Denture stomatitis berhubungan dengan angular selitis, atrofik glositis, kandidiasis pseudomembran akut, dan kandidiasis hiperplastik kronis.
Denture stomatitis dibedakan menjadi tiga tipe berdasarkan klasifikasi Newton, yaitu (Campanha dkk. 2013; Rao 2013):
1. Tipe 1 yaitu tahap inisial berupa ptechiae (bintik merah) terlokalisir atau tersebar pada mukosa palatum (Gambar 2.2).
Gambar 2.2. Denture stomatitis tipe 1
Sumber : Rao PK. Ora candidiasis – A review. Biological and Biomedical Reports 2012; 2(2)

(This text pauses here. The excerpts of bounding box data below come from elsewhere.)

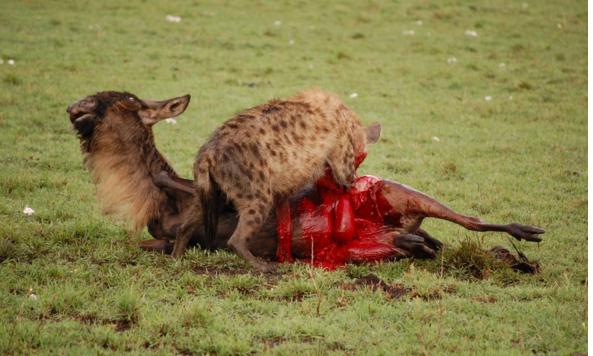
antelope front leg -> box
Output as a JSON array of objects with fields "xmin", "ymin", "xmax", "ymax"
[{"xmin": 381, "ymin": 180, "xmax": 545, "ymax": 242}]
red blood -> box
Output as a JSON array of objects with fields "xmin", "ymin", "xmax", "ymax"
[
  {"xmin": 334, "ymin": 194, "xmax": 356, "ymax": 243},
  {"xmin": 277, "ymin": 152, "xmax": 403, "ymax": 269},
  {"xmin": 339, "ymin": 240, "xmax": 399, "ymax": 263}
]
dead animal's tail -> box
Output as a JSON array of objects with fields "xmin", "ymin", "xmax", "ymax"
[{"xmin": 194, "ymin": 154, "xmax": 222, "ymax": 249}]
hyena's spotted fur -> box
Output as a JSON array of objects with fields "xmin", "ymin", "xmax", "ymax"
[{"xmin": 174, "ymin": 90, "xmax": 379, "ymax": 269}]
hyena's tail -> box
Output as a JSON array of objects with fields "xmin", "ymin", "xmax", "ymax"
[{"xmin": 194, "ymin": 154, "xmax": 222, "ymax": 249}]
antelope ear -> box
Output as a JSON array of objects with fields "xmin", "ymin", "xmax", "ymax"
[
  {"xmin": 117, "ymin": 96, "xmax": 142, "ymax": 111},
  {"xmin": 72, "ymin": 114, "xmax": 97, "ymax": 138},
  {"xmin": 367, "ymin": 122, "xmax": 381, "ymax": 143},
  {"xmin": 138, "ymin": 94, "xmax": 191, "ymax": 125}
]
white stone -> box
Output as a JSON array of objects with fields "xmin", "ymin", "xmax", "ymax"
[{"xmin": 165, "ymin": 15, "xmax": 181, "ymax": 23}]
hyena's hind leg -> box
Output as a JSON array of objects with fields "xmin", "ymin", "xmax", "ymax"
[
  {"xmin": 227, "ymin": 199, "xmax": 275, "ymax": 272},
  {"xmin": 171, "ymin": 202, "xmax": 204, "ymax": 257}
]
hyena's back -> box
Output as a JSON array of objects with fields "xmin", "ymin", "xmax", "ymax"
[{"xmin": 195, "ymin": 91, "xmax": 360, "ymax": 204}]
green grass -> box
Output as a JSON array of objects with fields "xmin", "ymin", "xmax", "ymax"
[{"xmin": 0, "ymin": 0, "xmax": 588, "ymax": 354}]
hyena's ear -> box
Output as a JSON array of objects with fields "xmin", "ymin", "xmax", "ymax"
[
  {"xmin": 367, "ymin": 122, "xmax": 381, "ymax": 143},
  {"xmin": 138, "ymin": 94, "xmax": 191, "ymax": 125}
]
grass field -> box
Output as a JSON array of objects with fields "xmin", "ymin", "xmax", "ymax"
[{"xmin": 0, "ymin": 0, "xmax": 588, "ymax": 354}]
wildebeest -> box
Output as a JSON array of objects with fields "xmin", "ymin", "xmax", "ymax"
[
  {"xmin": 173, "ymin": 89, "xmax": 380, "ymax": 271},
  {"xmin": 68, "ymin": 92, "xmax": 544, "ymax": 268}
]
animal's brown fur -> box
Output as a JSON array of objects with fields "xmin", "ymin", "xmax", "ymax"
[
  {"xmin": 69, "ymin": 92, "xmax": 189, "ymax": 230},
  {"xmin": 174, "ymin": 89, "xmax": 380, "ymax": 269}
]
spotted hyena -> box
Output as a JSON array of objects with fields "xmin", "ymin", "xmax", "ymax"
[{"xmin": 173, "ymin": 90, "xmax": 381, "ymax": 270}]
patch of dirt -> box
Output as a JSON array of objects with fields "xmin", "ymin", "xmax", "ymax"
[
  {"xmin": 410, "ymin": 285, "xmax": 457, "ymax": 301},
  {"xmin": 472, "ymin": 295, "xmax": 497, "ymax": 304},
  {"xmin": 490, "ymin": 246, "xmax": 540, "ymax": 274},
  {"xmin": 76, "ymin": 314, "xmax": 97, "ymax": 324},
  {"xmin": 114, "ymin": 319, "xmax": 132, "ymax": 333},
  {"xmin": 341, "ymin": 273, "xmax": 412, "ymax": 299}
]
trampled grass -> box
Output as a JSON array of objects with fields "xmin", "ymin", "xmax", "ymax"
[{"xmin": 0, "ymin": 0, "xmax": 588, "ymax": 354}]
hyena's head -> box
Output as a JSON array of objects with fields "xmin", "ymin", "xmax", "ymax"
[
  {"xmin": 66, "ymin": 91, "xmax": 190, "ymax": 153},
  {"xmin": 352, "ymin": 122, "xmax": 381, "ymax": 168}
]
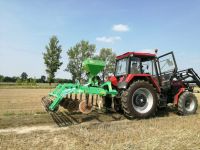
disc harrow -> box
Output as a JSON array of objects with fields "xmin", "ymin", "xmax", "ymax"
[{"xmin": 42, "ymin": 60, "xmax": 117, "ymax": 114}]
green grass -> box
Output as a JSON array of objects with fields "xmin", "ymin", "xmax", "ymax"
[{"xmin": 0, "ymin": 82, "xmax": 58, "ymax": 89}]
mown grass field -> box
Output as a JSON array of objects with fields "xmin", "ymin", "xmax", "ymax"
[{"xmin": 0, "ymin": 89, "xmax": 200, "ymax": 150}]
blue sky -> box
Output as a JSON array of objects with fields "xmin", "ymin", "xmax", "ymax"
[{"xmin": 0, "ymin": 0, "xmax": 200, "ymax": 78}]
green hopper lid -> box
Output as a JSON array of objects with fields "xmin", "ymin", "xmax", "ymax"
[{"xmin": 83, "ymin": 59, "xmax": 106, "ymax": 76}]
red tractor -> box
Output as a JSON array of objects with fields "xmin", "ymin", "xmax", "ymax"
[{"xmin": 108, "ymin": 51, "xmax": 200, "ymax": 118}]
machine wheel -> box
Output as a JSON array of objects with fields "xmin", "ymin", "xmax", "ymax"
[
  {"xmin": 122, "ymin": 81, "xmax": 158, "ymax": 118},
  {"xmin": 178, "ymin": 91, "xmax": 198, "ymax": 115}
]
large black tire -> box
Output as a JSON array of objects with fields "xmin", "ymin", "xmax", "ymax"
[
  {"xmin": 178, "ymin": 91, "xmax": 198, "ymax": 115},
  {"xmin": 122, "ymin": 80, "xmax": 158, "ymax": 118}
]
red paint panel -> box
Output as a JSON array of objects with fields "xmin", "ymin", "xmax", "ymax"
[
  {"xmin": 119, "ymin": 76, "xmax": 124, "ymax": 82},
  {"xmin": 116, "ymin": 52, "xmax": 156, "ymax": 59},
  {"xmin": 125, "ymin": 74, "xmax": 161, "ymax": 93}
]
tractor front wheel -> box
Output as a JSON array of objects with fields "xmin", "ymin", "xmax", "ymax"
[
  {"xmin": 178, "ymin": 91, "xmax": 198, "ymax": 115},
  {"xmin": 122, "ymin": 81, "xmax": 158, "ymax": 118}
]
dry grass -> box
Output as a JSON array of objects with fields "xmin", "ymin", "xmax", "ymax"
[{"xmin": 0, "ymin": 89, "xmax": 200, "ymax": 150}]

2. Tipe 2 yaitu terjadi eritema difus dan edema terbatas pada daerah mukosa palatum yang ditutupi gigitiruan (tipe yang paling sering terjadi) (Gambar 2.3)

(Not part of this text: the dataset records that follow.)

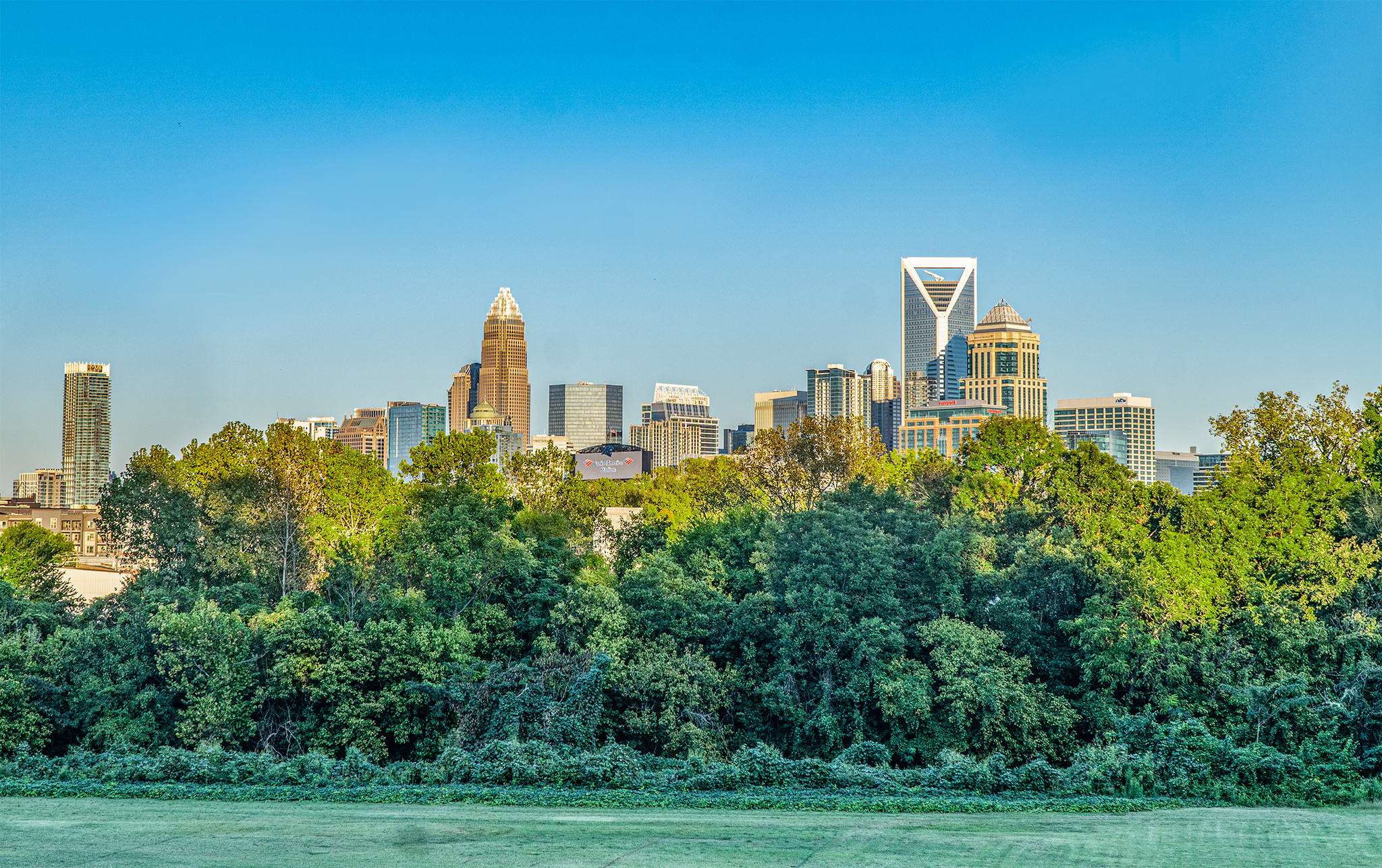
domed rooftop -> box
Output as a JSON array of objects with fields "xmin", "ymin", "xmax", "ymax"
[
  {"xmin": 489, "ymin": 286, "xmax": 522, "ymax": 319},
  {"xmin": 977, "ymin": 299, "xmax": 1032, "ymax": 332},
  {"xmin": 470, "ymin": 401, "xmax": 499, "ymax": 423}
]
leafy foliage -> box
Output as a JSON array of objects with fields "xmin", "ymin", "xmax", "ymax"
[{"xmin": 0, "ymin": 378, "xmax": 1382, "ymax": 805}]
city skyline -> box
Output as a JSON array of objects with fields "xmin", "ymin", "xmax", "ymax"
[{"xmin": 0, "ymin": 4, "xmax": 1382, "ymax": 480}]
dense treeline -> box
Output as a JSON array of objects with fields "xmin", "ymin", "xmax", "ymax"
[{"xmin": 0, "ymin": 387, "xmax": 1382, "ymax": 801}]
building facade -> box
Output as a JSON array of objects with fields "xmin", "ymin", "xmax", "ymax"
[
  {"xmin": 1060, "ymin": 428, "xmax": 1128, "ymax": 467},
  {"xmin": 0, "ymin": 504, "xmax": 115, "ymax": 562},
  {"xmin": 336, "ymin": 407, "xmax": 388, "ymax": 461},
  {"xmin": 902, "ymin": 256, "xmax": 978, "ymax": 411},
  {"xmin": 478, "ymin": 286, "xmax": 532, "ymax": 449},
  {"xmin": 466, "ymin": 401, "xmax": 526, "ymax": 467},
  {"xmin": 1055, "ymin": 391, "xmax": 1157, "ymax": 485},
  {"xmin": 532, "ymin": 434, "xmax": 576, "ymax": 455},
  {"xmin": 1153, "ymin": 446, "xmax": 1200, "ymax": 495},
  {"xmin": 629, "ymin": 383, "xmax": 720, "ymax": 457},
  {"xmin": 1196, "ymin": 452, "xmax": 1229, "ymax": 491},
  {"xmin": 547, "ymin": 383, "xmax": 624, "ymax": 451},
  {"xmin": 900, "ymin": 398, "xmax": 1006, "ymax": 457},
  {"xmin": 13, "ymin": 467, "xmax": 62, "ymax": 510},
  {"xmin": 274, "ymin": 416, "xmax": 340, "ymax": 440},
  {"xmin": 753, "ymin": 390, "xmax": 811, "ymax": 431},
  {"xmin": 806, "ymin": 365, "xmax": 869, "ymax": 419},
  {"xmin": 720, "ymin": 424, "xmax": 753, "ymax": 455},
  {"xmin": 864, "ymin": 358, "xmax": 902, "ymax": 452},
  {"xmin": 62, "ymin": 362, "xmax": 111, "ymax": 506},
  {"xmin": 629, "ymin": 417, "xmax": 719, "ymax": 467},
  {"xmin": 384, "ymin": 401, "xmax": 447, "ymax": 473},
  {"xmin": 447, "ymin": 362, "xmax": 480, "ymax": 431},
  {"xmin": 960, "ymin": 300, "xmax": 1046, "ymax": 424}
]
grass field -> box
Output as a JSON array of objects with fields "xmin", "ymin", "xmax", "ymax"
[{"xmin": 0, "ymin": 799, "xmax": 1382, "ymax": 868}]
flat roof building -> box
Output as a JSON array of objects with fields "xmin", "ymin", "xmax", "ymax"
[
  {"xmin": 1056, "ymin": 391, "xmax": 1157, "ymax": 485},
  {"xmin": 900, "ymin": 398, "xmax": 1006, "ymax": 456},
  {"xmin": 547, "ymin": 383, "xmax": 624, "ymax": 449},
  {"xmin": 902, "ymin": 256, "xmax": 978, "ymax": 412}
]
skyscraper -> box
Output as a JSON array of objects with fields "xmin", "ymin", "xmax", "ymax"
[
  {"xmin": 447, "ymin": 362, "xmax": 480, "ymax": 431},
  {"xmin": 864, "ymin": 358, "xmax": 902, "ymax": 452},
  {"xmin": 336, "ymin": 407, "xmax": 388, "ymax": 461},
  {"xmin": 478, "ymin": 286, "xmax": 532, "ymax": 449},
  {"xmin": 806, "ymin": 365, "xmax": 869, "ymax": 419},
  {"xmin": 1056, "ymin": 391, "xmax": 1157, "ymax": 485},
  {"xmin": 629, "ymin": 383, "xmax": 720, "ymax": 467},
  {"xmin": 902, "ymin": 256, "xmax": 978, "ymax": 411},
  {"xmin": 384, "ymin": 401, "xmax": 447, "ymax": 473},
  {"xmin": 753, "ymin": 388, "xmax": 811, "ymax": 431},
  {"xmin": 960, "ymin": 299, "xmax": 1046, "ymax": 423},
  {"xmin": 547, "ymin": 383, "xmax": 624, "ymax": 451},
  {"xmin": 62, "ymin": 362, "xmax": 111, "ymax": 506}
]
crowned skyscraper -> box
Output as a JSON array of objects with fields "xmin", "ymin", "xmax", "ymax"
[
  {"xmin": 478, "ymin": 286, "xmax": 532, "ymax": 449},
  {"xmin": 902, "ymin": 256, "xmax": 978, "ymax": 412}
]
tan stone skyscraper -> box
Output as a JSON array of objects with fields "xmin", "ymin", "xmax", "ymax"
[{"xmin": 478, "ymin": 286, "xmax": 532, "ymax": 449}]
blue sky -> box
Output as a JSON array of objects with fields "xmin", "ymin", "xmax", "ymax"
[{"xmin": 0, "ymin": 3, "xmax": 1382, "ymax": 489}]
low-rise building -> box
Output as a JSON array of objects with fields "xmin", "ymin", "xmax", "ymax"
[
  {"xmin": 13, "ymin": 467, "xmax": 62, "ymax": 509},
  {"xmin": 1153, "ymin": 446, "xmax": 1200, "ymax": 495},
  {"xmin": 900, "ymin": 398, "xmax": 1007, "ymax": 456},
  {"xmin": 1060, "ymin": 428, "xmax": 1128, "ymax": 467}
]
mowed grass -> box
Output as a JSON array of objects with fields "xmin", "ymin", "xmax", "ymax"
[{"xmin": 0, "ymin": 799, "xmax": 1382, "ymax": 868}]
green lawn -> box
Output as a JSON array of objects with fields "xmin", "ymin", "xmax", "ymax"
[{"xmin": 0, "ymin": 799, "xmax": 1382, "ymax": 868}]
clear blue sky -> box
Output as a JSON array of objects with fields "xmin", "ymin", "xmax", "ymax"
[{"xmin": 0, "ymin": 3, "xmax": 1382, "ymax": 481}]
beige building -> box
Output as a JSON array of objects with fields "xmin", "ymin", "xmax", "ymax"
[
  {"xmin": 629, "ymin": 419, "xmax": 719, "ymax": 467},
  {"xmin": 478, "ymin": 286, "xmax": 532, "ymax": 449},
  {"xmin": 753, "ymin": 390, "xmax": 811, "ymax": 431},
  {"xmin": 532, "ymin": 434, "xmax": 576, "ymax": 455},
  {"xmin": 1056, "ymin": 391, "xmax": 1157, "ymax": 485},
  {"xmin": 960, "ymin": 300, "xmax": 1046, "ymax": 423},
  {"xmin": 0, "ymin": 500, "xmax": 115, "ymax": 562},
  {"xmin": 336, "ymin": 407, "xmax": 388, "ymax": 461},
  {"xmin": 13, "ymin": 467, "xmax": 62, "ymax": 509}
]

Gambar 2.3. Denture stomatitis tipe 2
Sumber : Rao PK. Ora candidiasis – A review. Biological and
Biomedical Reports, 2012; 2(2)
3. Tipe 3 yaitu hiperplasia papila dengan eritema difus (Gambar 2.4).

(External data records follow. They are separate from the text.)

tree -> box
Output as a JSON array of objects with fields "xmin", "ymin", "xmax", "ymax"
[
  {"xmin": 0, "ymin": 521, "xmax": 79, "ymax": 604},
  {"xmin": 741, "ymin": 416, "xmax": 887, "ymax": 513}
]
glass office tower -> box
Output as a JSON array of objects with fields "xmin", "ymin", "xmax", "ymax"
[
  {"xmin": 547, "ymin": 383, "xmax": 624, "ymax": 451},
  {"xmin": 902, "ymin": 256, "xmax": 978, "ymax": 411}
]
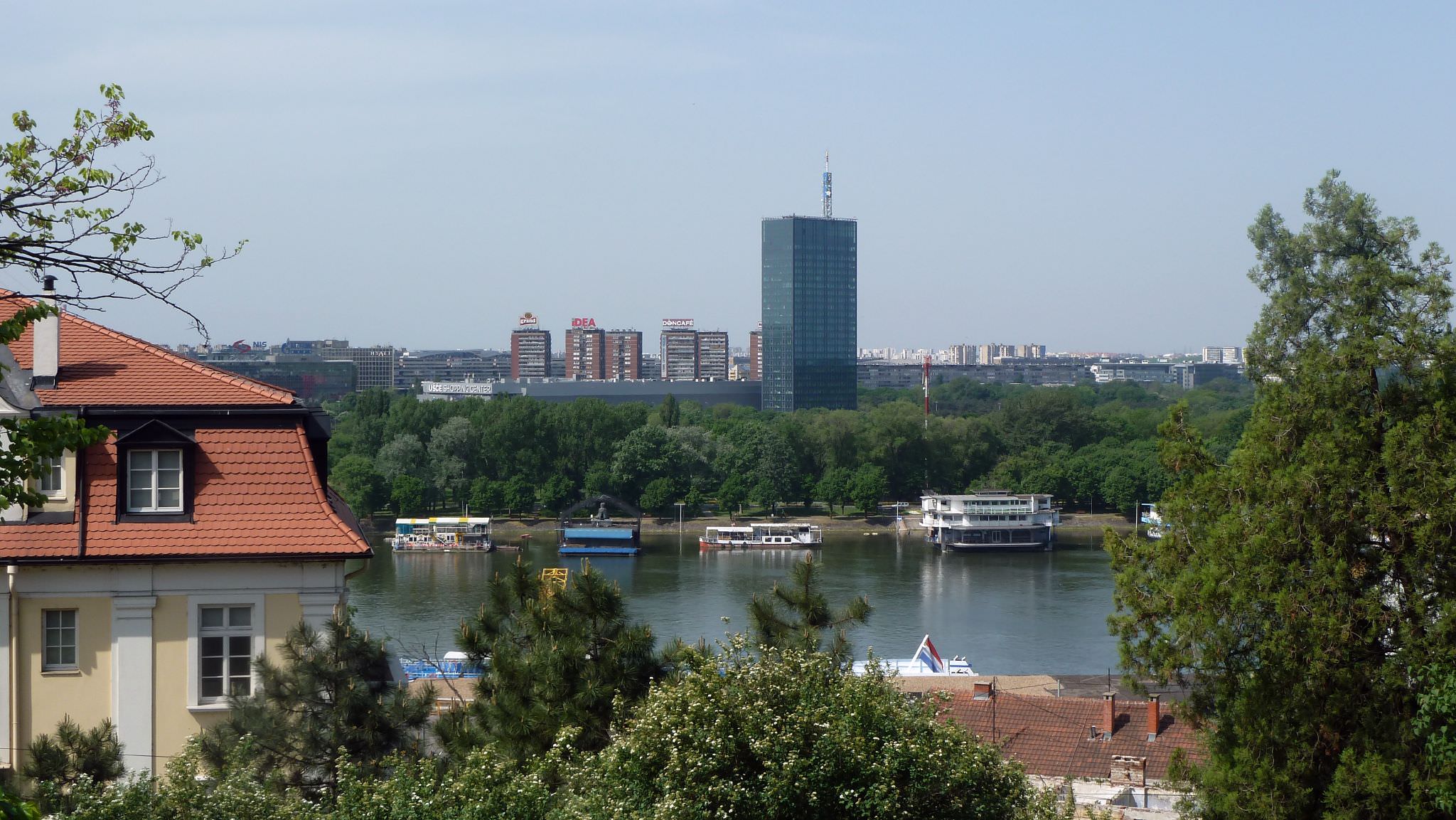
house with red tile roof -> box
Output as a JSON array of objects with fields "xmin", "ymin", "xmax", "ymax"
[
  {"xmin": 946, "ymin": 680, "xmax": 1204, "ymax": 811},
  {"xmin": 0, "ymin": 293, "xmax": 371, "ymax": 770}
]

Gambar 2.4. Denture stomatitis tipe 3
Sumber : Rao PK. Ora candidiasis – A review. Biological and
Biomedical Reports 2012; 2(2)
Perawatan denture stomatitis disesuaikan dengan faktor etiologinya. Tujuan utama perawatan denture stomatitis adalah (Campanha dkk. 2013):
- Untuk mengidentifikasi dan mengeliminasi faktor pencetus terkait - Untuk mencegah penyebaran secara sistemik
- Untuk mengeliminasi ketidaknyamanan
- Untuk menurunkan level infeksi Candida
Karena faktor etiologi denture stomatitis multifaktorial, sehingga perawatan denture stomatitis juga semakin kompleks. Beberapa rencana perawatan dapat digunakan, diantaranya yaitu (Cenci dkk. 2008):
- Memperbaiki gigitiruan yang menyebabkan trauma.
Gigitiruan yang tidak sesuai adalah faktor predisposisi terjadinya denture stomatitis, sehingga memperbaiki adaptasi gigitiruan tersebut merupakan salah satu penanganan denture stomatitis. Melepaskan gigitiruan pada malam hari juga merupakan salah satu perawatan yang penting.
- Terapi antifungal.
Terapi antifungal berperan menghambat jalur (enzim, substrat) yang penting dalam proses sintesis membran sel atau mengubah permeabilitas membran sel pada sel Candida, dan juga dapat mengubah metabolisme RNA dan DNA atau akumulasi peroksida intraselular yang memberikan efek toksik pada sel Candida. Pengaruh antifungal agen tergantung pada konsentrasi, dan penerimaan mukosa terhadap antifungal agen. Topikal antifungal agen mempunyai respons mukosa kurang baik karena penghapusan topikal antifungal agen akan larut terlalu cepat oleh aksi pembilasan dari saliva, dan harus diaplikasikan berulang sehingga pasien terkadang kurang menaati prosedur tersebut, sedangkan sistemik antifungal juga memiliki kekurangan seperti harga yang lebih mahal daripada topikal antifungal agen, terdapat beberapa efek samping dan interaksi obat, serta medikasi sistemik akan menyebabkan lebih banyak spesies yang resisten. Dari beberapa hasil penelitian terdahulu, didapati
bahwa setelah pemberian terapi antifungal tidak lagi diberikan maka denture stomatitis akan kambuh kembali.
- Oral hygiene yang baik
Prosedur pemeliharaan oral hygiene dapat dilakukan dengan cara membersihkan rongga mulut dengan kain kasa steril yang sudah dibasahi dengan air, berkumur dengan larutan antiseptik, menyikat mukosa rongga mulut dengan sikat yang lembut.
- Desinfeksi gigitiruan
Prosedur desinfeksi gigitiruan yang tepat dapat merawat dan mencegah denture stomatitis terjadi dan kambuh kembali. Metode desinfeksi gigitiruan dapat dilakukan secara mekanis, kemis, serta kombinasi keduanya.
- Pembedahan
Pada kasus yang berat seperti tipe 3, dilakukan perawatan dengan pembedahan.